Short CommunicationEffect of nanotube diameter on the transport of water molecules in electric fields
Introduction
The effect of nanoscale confinement on the mass transport has attracted increasingly interest in recent years, providing a huge application perspective from mass and energy storage to novel desalination materials [1,2]. It is well known that narrow channels and pores play a prominent role in biological systems such as aquaporin water transportation [3,4], proton pathway [5,6] and transmembrane ion conduction [7]. Substantially differ from bulk behavior that forms the tightly hydrogen-bonded network, the strong interaction between confined water molecules with the specific dipole orientation exhibit exceptionally rapid water flow. Unfortunately, the complex structure accompanies with strict environmental requirements make it difficult to apply these bio-channels directly. Therefore, it is necessary to develop stable and structure less complex nanofluidic channels with the function of fast water transport, ionic and molecular filtration, drug delivery, etc.
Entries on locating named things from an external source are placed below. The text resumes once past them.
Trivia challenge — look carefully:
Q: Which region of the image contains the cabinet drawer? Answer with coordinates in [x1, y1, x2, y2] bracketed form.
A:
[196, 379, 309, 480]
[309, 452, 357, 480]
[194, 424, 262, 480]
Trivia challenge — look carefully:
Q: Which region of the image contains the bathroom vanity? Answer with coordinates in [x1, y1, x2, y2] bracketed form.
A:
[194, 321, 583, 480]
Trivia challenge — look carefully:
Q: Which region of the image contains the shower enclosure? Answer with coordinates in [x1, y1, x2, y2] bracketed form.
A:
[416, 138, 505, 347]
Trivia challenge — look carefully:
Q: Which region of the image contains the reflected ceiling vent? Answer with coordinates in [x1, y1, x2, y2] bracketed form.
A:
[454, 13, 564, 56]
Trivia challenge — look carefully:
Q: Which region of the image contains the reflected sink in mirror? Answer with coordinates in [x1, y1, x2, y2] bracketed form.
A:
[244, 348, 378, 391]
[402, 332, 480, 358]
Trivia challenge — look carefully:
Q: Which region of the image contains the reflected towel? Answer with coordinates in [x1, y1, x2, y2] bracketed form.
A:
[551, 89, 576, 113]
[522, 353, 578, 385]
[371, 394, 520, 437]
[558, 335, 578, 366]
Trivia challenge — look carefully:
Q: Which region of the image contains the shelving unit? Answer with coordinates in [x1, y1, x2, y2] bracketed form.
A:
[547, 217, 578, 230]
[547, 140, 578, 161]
As a typical quasi-one-dimensional channel, the dynamics and thermodynamics of confined water in carbon nanotubes (CNTs) have been extensively investigated. During the past decade, specific CNT-based nanofluidic devices and membranes have been widely used in many areas ranging from thermal conductivity to desalination [[8], [9], [10], [11]]. However, as a starting point for these applications, their underlying mechanism is urgently desired. To date, some basic questions have been answered, such as why water molecules can permeate into narrow CNTs with loss of some hydrogen bonds and why the CNTs are fast water transporters than other materials such as boron nitride nanotubes. Differs from macromolecules such as proteins or DNAs that will loss the freedom or entropy when they move into confined space, water molecules behave in an opposite way, namely they will gain some entropy and van der Waals interaction with CNTs for compensation. Previous calculation showed the filling mechanism of CNTs with water, where the confined water is more stable than bulk that depends on the CNT diameter [12]. They found an entropy (both rotational and translational) stabilized, vapor-like phase of water for small CNTs of 0.8–1.0 nm, an enthalpy stabilized, ice-like phase for CNTs with 1.1–1.2 nm, and a bulk-like liquid phase for diameters larger than 1.4 nm, stabilized by the increased translational entropy. These results greatly enhance our understanding of the CNT filling mechanism from the thermodynamic point of view.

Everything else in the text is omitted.